Some history as to how the GOP got where it is now. But read the full essay.
"E.J. Dionne knows that Republican intransigence was not born yesterday, and he has the credentials for saying it because this dependably intelligent liberal tells us, in his new book, that he began as a young Goldwaterite—like Hillary Clinton (or like me). He knows that his abandoned faith sounded themes that have perdured right down to our day. In the 1950s there were many outlets for right-wing discontent—including H.L. Hunt’s Lifeline, Human Events, The Dan Smoot Report, the Fulton Lewis radio show, Willis Carto’s Liberty Lobby, the Manion Forum.

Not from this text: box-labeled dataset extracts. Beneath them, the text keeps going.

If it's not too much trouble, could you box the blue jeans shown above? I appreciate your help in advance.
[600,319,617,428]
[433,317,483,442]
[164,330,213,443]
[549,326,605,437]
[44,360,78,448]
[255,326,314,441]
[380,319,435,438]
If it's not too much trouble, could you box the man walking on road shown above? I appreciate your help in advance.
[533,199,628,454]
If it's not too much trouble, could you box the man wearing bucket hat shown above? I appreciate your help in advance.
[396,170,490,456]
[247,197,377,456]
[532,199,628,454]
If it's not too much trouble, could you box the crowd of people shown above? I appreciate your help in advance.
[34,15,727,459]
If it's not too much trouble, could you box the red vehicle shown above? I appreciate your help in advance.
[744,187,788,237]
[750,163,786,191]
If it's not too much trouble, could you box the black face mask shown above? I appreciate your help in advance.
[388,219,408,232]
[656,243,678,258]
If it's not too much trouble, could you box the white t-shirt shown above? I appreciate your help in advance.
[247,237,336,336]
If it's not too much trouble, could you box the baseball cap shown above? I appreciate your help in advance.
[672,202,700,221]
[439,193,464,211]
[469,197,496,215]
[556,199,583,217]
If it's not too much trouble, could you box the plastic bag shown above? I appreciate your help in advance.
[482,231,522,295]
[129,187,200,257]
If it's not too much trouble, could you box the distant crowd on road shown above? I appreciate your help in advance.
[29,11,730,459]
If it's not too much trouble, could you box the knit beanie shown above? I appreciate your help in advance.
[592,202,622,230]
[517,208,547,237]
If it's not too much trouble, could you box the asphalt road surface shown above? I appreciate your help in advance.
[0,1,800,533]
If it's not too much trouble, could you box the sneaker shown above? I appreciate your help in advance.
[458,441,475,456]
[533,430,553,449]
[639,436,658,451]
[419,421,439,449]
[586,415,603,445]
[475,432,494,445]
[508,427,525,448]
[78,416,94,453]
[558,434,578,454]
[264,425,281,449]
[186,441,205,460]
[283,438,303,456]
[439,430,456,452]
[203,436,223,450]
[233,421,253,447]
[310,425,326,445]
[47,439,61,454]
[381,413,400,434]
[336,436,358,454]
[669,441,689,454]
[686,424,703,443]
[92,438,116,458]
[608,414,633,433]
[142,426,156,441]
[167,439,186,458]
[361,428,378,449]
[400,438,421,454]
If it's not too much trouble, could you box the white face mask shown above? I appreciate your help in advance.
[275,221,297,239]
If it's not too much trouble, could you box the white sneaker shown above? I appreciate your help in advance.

In 1955, William F. Buckley founded National Review to give some order and literary polish to this cacophonous jumble. But his magazine had a small audience at the outset. Its basic message would reach a far wider audience through a widely popular book, The Conscience of a Conservative, ghostwritten for Barry Goldwater by Buckley’s brother-in-law (and his coauthor for McCarthy and His Enemies), L. Brent Bozell.
The idea for the book came from Clarence Manion, the former dean of Notre Dame Law School. He persuaded Goldwater to have Bozell, who had been his speechwriter, put his thoughts together in book form. Then Manion organized his own and other right-wing media to promote and give away thousands of copies of the book. Bozell did his part too—he went to a board meeting of the John Birch Society and persuaded Fred Koch (father of Charles and David Koch) to buy 2,500 copies of Conscience for distribution. The book put Goldwater on the cover of Time three years before he ran for president. A Draft Goldwater Committee was already in existence then (led by William Rusher of National Review, F. Clifton White, and John Ashbrook). Patrick Buchanan spoke for many conservatives when he called The Conscience of a Conservative their “New Testament.”